Back in the mid-1980s, at the behest of the insurance industry and other corporate special interests, Ohio enacted a boatload of anti-consumer “tort reform” measures that severely limited victims’ rights in that state. In 1999, Ohio’s Supreme Court struck down most of them as unconstitutional. Without missing a beat, a coalition of out-of-state corporate interests came into the state, dumped money there to influence the judicial elections, and eventually ousted the pro-consumer Supreme Court judges who struck down these laws. Then, in 2004/2005, the legislature re-passed many of the unconstitutional laws - but the newly-bought corporate court has upheld them ever since.
One of those provisions was a “cap,” or limit, on compensation to victims who suffer non-economic injuries. Ohio’s cap means that child rapists are off the hook for the harm they cause their victims.
Now, the impact of another one of those cruel “tort reform” laws is becoming clear. You may recall the horrific Ohio State Fair “Fire Ball” catastrophe in July, which killed Tyler Jarrell, a high school student who had just enlisted in the Marines, and injured (some severely) seven others including four teenagers. Jarrell’s attorneys are conducting a thorough investigation of this shocking event, clearly caused by someone’s negligence or recklessness. But it turns out, those responsible may be off the hook thanks to that 2005 “tort reform” law.
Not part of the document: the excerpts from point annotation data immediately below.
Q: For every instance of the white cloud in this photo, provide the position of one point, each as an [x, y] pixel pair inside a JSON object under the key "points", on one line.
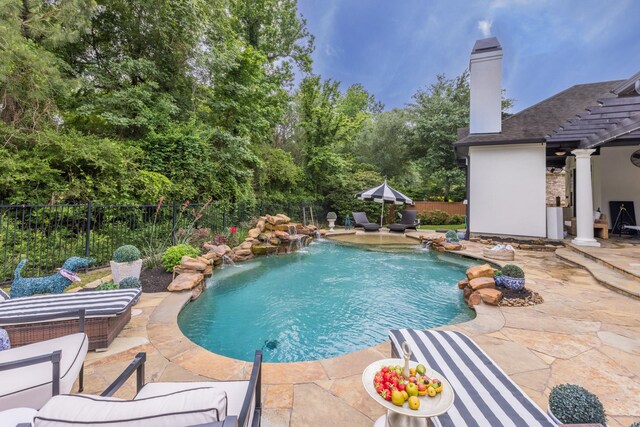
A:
{"points": [[484, 26]]}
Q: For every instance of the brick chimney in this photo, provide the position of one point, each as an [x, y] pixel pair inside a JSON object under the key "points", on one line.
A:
{"points": [[486, 87]]}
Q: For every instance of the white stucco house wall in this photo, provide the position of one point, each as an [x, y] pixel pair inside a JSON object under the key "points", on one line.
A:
{"points": [[590, 131]]}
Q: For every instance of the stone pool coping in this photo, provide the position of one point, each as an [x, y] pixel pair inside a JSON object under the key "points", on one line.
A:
{"points": [[584, 333], [165, 334]]}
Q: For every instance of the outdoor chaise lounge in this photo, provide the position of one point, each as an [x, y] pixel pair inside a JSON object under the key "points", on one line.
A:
{"points": [[484, 394], [107, 313], [164, 404], [360, 220], [408, 221], [30, 375]]}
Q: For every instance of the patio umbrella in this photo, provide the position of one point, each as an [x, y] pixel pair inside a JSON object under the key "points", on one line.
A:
{"points": [[383, 193]]}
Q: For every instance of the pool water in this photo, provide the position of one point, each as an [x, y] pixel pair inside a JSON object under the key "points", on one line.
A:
{"points": [[328, 300]]}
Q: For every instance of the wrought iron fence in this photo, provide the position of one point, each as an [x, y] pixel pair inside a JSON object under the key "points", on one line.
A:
{"points": [[49, 234]]}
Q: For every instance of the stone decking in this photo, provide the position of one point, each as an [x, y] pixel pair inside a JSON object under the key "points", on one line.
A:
{"points": [[583, 333]]}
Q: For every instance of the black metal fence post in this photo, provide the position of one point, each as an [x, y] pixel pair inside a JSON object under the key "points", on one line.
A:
{"points": [[87, 243], [174, 223]]}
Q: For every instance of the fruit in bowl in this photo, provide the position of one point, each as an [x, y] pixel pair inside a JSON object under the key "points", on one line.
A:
{"points": [[391, 384]]}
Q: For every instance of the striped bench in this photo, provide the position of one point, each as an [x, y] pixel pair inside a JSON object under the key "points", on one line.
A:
{"points": [[107, 312], [485, 395]]}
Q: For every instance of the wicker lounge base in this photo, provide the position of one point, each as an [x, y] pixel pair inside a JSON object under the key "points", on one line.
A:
{"points": [[100, 330]]}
Specifically, in 2004 Ohio re-passed a “statute of repose” for harm caused by defective equipment older than 10 years - a law earlier struck down as unconstitutional. The statute of repose completely cuts off liability for the manufacturer or seller of defective equipment after this arbitrarily-established number of years. That means injured victims or their families can recover nothing (not even for health costs or lost wages) if the harm is caused by anything other than manufacturer fraud.
Statutes of repose are atrocious laws. The arbitrary liability cut-off applies no matter how serious the injuries, how many injuries have been caused over the years by the same product, or how reckless the actions of the wrongdoer are. It covers products with expected lives much longer than cut-off dates, products like nuclear power plant components, medical devices, elevators, home appliances, playground equipment, farm equipment, freight trains, trucks - and of course, faulty amusement park equipment.
Many states have found statutes of repose to be unconstitutional, as Ohio once did. And Ohio’s 10-year cut-off is one of the most restrictive in the nation, written courtesy of the corporate-funded far-right group, the American Legislative Exchange Council (ALEC).
As explained in the Columbus Dispatch:
What was then called “tort-reform” legislation now will “make the fight for justice much more difficult to achieve” for the victims of the ride failure, said Columbus attorney Michael Rourke. He represents Tamika Dunlap, a 36-year-old woman whose legs were shattered when one of the ride’s gondolas broke loose and crashed to the ground on July 26.
Lawsuits that are certain to be filed in the case will be affected by legislation that took effect in 2005, Rourke said.
That legislation got much of its attention for placing caps on jury awards for businesses and individuals in lawsuits. But the law also set a 10-year limit on a manufacturer’s liability for a product’s defects.
The limit, known as a statute of repose, would appear to protect KMG, the Netherlands-based manufacturer of the Fire Ball. The ride that broke apart was built in 1998.
Under the law, “No cause of action based on a product-liability claim shall accrue against the manufacturer or supplier of a product later than 10 years from the date that the product is delivered to its first purchaser or lessee.”
“It’s a terrible law,” said Mark Kitrick, a Columbus attorney representing the estate of Tyler Jarrell, an 18-year-old man who was thrown to his death when the ride broke apart. “A lot of products out there are supposed to last longer than 10 years. But if they turn out to be defective after that, the manufacturer can’t be sued or held liable.”
As with every calamity like the Fire Ball disaster, victims will be left to struggle on their own for many years, long after most of us will remember their names. While this terrible tragedy is still in its earliest stages, we hope Ohio politicians will consider the unfairness of this law. Statutes of repose do nothing but stop the most deserving from getting properly compensated and lessen the accountability of negligent companies. Liability and compensation decisions should be left in the capable hands of judges and juries, and not made by politicians in state capitals, who pass arbitrary laws like this.
And it’s worth remembering that no one saves money with laws that impose arbitrary liability limits. For those with ongoing medical expenses, taxpayers will wind up footing the bill for their care if those responsible are off the hook. And Tyler’s family might recover nothing at all. That is simply wrong.